Summary of Critical Appraisal
Additional details regarding the strengths and limitations of included publications are provided in Appendix 3.
Systematic Reviews
The overview of reviews and systematic reviews all had clear objectives. The overview of reviews by Riera et al. (2022)16 and the systematic review by Zeraatkar et al. (2022)18 had clear study eligibility criteria. The inclusion criteria for the systematic review by Bilbao and Spanagel (2022)17 included components of population, intervention, and outcomes; however, eligible comparators were not specified. The review methods for the overview of reviews by Riera et al. (2022)16 and the systematic review by Bilbao and Spanagel (2022)17 were established before conducting the reviews and the protocols were registered.

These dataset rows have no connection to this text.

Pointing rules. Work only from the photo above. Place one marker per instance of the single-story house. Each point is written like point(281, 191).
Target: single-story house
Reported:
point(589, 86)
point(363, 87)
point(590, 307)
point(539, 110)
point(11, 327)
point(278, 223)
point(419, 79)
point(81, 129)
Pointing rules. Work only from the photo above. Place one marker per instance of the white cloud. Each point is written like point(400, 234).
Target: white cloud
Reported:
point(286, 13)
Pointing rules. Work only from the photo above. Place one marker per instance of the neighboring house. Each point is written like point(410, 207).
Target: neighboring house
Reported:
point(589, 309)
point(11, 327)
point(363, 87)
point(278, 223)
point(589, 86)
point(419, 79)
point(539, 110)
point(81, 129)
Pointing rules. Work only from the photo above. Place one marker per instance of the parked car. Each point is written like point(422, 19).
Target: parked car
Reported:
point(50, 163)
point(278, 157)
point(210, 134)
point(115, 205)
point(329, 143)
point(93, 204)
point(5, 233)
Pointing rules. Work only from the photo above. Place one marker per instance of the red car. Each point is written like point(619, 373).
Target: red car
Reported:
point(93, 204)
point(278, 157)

However, the systematic review by Bilbao and Spanagel (2022)17 had several deviations from the published protocol (changes to eligible interventions and comparators, change to date restriction for literature search, protocol did not include a plan for meta-analysis) and the authors did not provide a discussion or justification for these deviations. The systematic review by Zeraatkar et al. (2022)18 did not include a statement on whether the review methods were established before conducting the review, which has the potential to introduce bias if the review methods were adjusted after the review had begun. All the reviews used comprehensive literature search methods including searching in multiple databases and handsearching the reference lists of included articles.16-18 Additionally, the full search strategy was provided in all the reviews, which increases its reproducibility.16-18
Study selection was performed independently by 2 reviewers in all the reviews, reducing the risk of bias in this domain. The list of excluded studies and reasons for exclusion was provided in all 3 reviews.16-18 Data extraction was performed independently by 2 reviewers in 2 of the reviews.16,18 In the systematic review by Bilbao and Spanagel (2022)17 the authors do not state whether data extraction was performed in duplicate. Performing data extraction in duplicate reduces the likelihood of inconsistencies. The included studies were described in adequate detail in the reviews by Riera et al. (2022)16 and Zeraatkar et al. (2022).18 In the systematic review by Bilbao and Spanagel (2022)17 the populations, interventions, outcomes, and designs of the included studies were well described, however, the dosages for comparators were not reported. The risk of bias of included studies was assessed in duplicate using appropriate methods in all the reviews.16-18 The authors declared that they had no conflicts of interest and reported whether funding was received and the funding source in all 3 reviews.16-18
Guidelines
The objectives, health questions covered by the guidelines, and target populations were clearly described in all 3 guidelines.19-21 The target users of the NICE guideline21 were clearly defined however, in the PEER and BMJ guidelines19,20 the target users were not explicitly defined. The guideline development groups for all 3 guidelines included individuals from all relevant professional groups.19-21 The views and preferences of the target populations were sought in all 3 guidelines.19-21 All the guidelines used systematic methods to search for evidence. The selection criteria were clearly described and the evidence quality was assessed in all the guidelines.19-21 All 3 guidelines described the methods for formulating the recommendations.19-21 All the guidelines included a discussion of the rationale behind the recommendations, and there was an explicit link between the supporting evidence and recommendations.19-21 All the guidelines were externally reviewed by experts before publication.19-21 All the recommendations are specific and unambiguous and easily identifiable in all 3 guidelines.19-21 The PEER and BMJ guidelines19,20 included statements about their sources of funding; however, they did not include statements as to whether the funders had influence on the content of the guidelines. The NICE guideline21 did not include a statement about funding. The competing interests of the guideline group members were recorded and addressed in all 3 guidelines.19-21
Summary of Findings
Appendix 4 presents the main study findings.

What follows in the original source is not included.